Concluding a three-day mission to South Sudan, a senior United Nations relief official has called on all parties to the conflict there to respect their ceasefire commitments, while urging the international community to continue providing support to enable humanitarians to scale up and expand critical aid operations.

In a press release issued today by the UN Office for the Coordination of Humanitarian Affairs (OCHA), Assistant Secretary-General for Humanitarian Affairs, Kyung-wha Kang, noted that while the humanitarian community has reached more than 3.5 million people with assistance this year, the situation in South Sudan remains “bleak” and the number of people who are severely food insecure is projected to increase to 2.5 million in early 2015.

“The level of violence experienced by civilians in South Sudan has been devastating,” Ms. Kang said. “I was here a year ago and I am heartbroken to see that the promising young country that I saw is suffering so greatly. The scale of the needs is great,” she added.

Emphasizing that the year-long conflict has been “brutal,” she recounted that more than 1.9 million people have fled their homes and more than 100,000 have sought refuge in UN bases. In addition, civilians have been killed, raped and beaten; homes have been torched; and fighting has destroyed communities and separated families, Ms. Kang said.

“However much we scale up our operations, we will never be able to do enough if the conflict continues to destroy lives and livelihoods. All parties to the conflict must show leadership and bring peace to this country,” Ms. Kang stressed.

Meanwhile, aid agencies are planning for next year, and are urgently calling for $600 million by February, the humanitarian official said.

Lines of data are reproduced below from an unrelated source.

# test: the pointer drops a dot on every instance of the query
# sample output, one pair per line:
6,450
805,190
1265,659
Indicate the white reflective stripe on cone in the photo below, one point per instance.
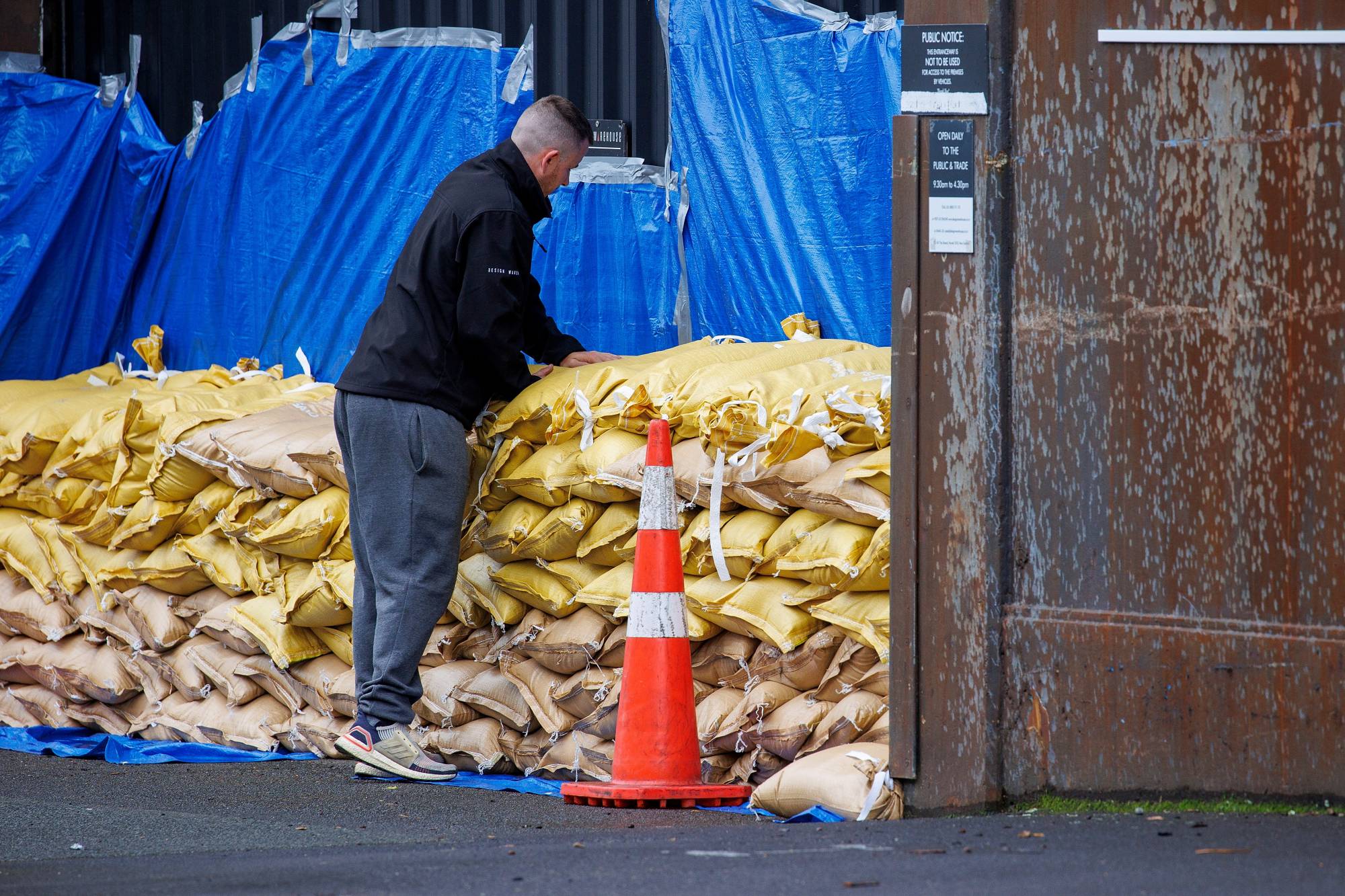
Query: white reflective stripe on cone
658,499
657,615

“In the dry season, we need to pre-position life-saving and livelihood supplies to reach all people in need, and carry out key repairs to roads and airstrips so that we can scale up and expand the aid operation,” she noted.

During her trip to South Sudan, Ms. Kang said she visited communities affected by the crisis in Juba and Jonglei State. She also met with Government representatives and humanitarian partners to discuss ways of improving access and strengthening protection of civilians.

In addition, Ms. Kang noted that she had urged parties to respect international humanitarian and human rights laws that call for the protection of civilians and unhindered humanitarian access to people in need.

Political in-fighting between South Sudan President Salva Kiir and his former deputy, Riek Machar, started in mid-December 2013 and subsequently turned into a full-fledged conflict that has sent nearly 100,000 civilians fleeing to UNMISS bases around the country. The crisis has uprooted some 1.5 million people and placed more than 7 million at risk of hunger and disease.